But the hugely entertaining musical Wicked, coming to Manchester this week after blockbusting success on Broadway and in the West End, ingeniously re-imagines the stories and characters originally created in 1900 by L Frank Baum in the novel The Wonderful Wizard of Oz.

Set in the land Of Oz, in the years leading to Dorothy’s arrival, the story centres on Elphaba, the misunderstood, smart and fiery girl of emerald-green skin who grows up to become the notorious Wicked Witch of the West, and Galinda, the beautiful, blonde, popular girl who grows up to become Glinda the Good Witch of the North.

“With most musicals based on famous films or whatever, you know what’s going to happen at the end before it starts and, largely, people go to those shows precisely because they love that sense of familiarity,” believes producer Michael McCabe.

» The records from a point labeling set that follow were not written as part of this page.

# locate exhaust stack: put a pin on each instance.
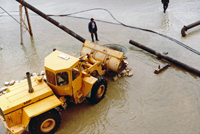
(29, 82)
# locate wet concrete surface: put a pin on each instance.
(145, 103)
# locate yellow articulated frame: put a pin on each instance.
(15, 126)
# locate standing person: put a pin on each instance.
(165, 4)
(93, 29)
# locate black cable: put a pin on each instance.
(11, 16)
(120, 23)
(138, 28)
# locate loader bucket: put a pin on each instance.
(111, 59)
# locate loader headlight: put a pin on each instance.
(1, 113)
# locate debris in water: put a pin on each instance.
(161, 68)
(12, 82)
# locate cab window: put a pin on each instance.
(50, 77)
(62, 78)
(75, 73)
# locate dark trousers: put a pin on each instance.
(165, 5)
(92, 35)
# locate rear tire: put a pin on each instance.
(46, 123)
(98, 90)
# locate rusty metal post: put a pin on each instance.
(52, 20)
(29, 24)
(21, 23)
(172, 60)
(185, 28)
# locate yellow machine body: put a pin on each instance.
(18, 106)
(67, 76)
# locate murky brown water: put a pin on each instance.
(145, 103)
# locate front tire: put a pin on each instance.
(98, 90)
(46, 123)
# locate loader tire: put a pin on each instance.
(98, 90)
(46, 123)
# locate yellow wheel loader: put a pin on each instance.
(34, 104)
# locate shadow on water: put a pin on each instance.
(165, 23)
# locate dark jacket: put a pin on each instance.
(165, 1)
(90, 27)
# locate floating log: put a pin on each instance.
(172, 60)
(185, 28)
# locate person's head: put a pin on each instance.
(91, 19)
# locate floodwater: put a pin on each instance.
(146, 103)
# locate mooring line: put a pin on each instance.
(137, 28)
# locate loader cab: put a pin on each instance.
(63, 73)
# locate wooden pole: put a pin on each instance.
(67, 30)
(21, 23)
(29, 24)
(172, 60)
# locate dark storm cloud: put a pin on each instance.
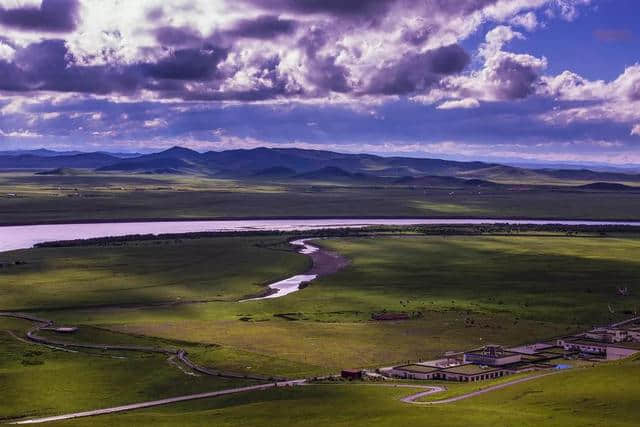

“The success of Wicked is very much based on not knowing what’s going to happen, and being prepared to look at things another way. If you have an affection for The Wizard Of Oz, then I think it’s very respectful of that story, as is Gregory Maguire, the writer of the novel that inspired this show. But he was also intrigued by the general idea of ‘what if someone isn’t what you imagine?’ He focused on the Wicked Witch of the West and said ‘wouldn’t it be extraordinary to discover that it was someone else needing you to think that she was wicked but that she is actually a rather good person?’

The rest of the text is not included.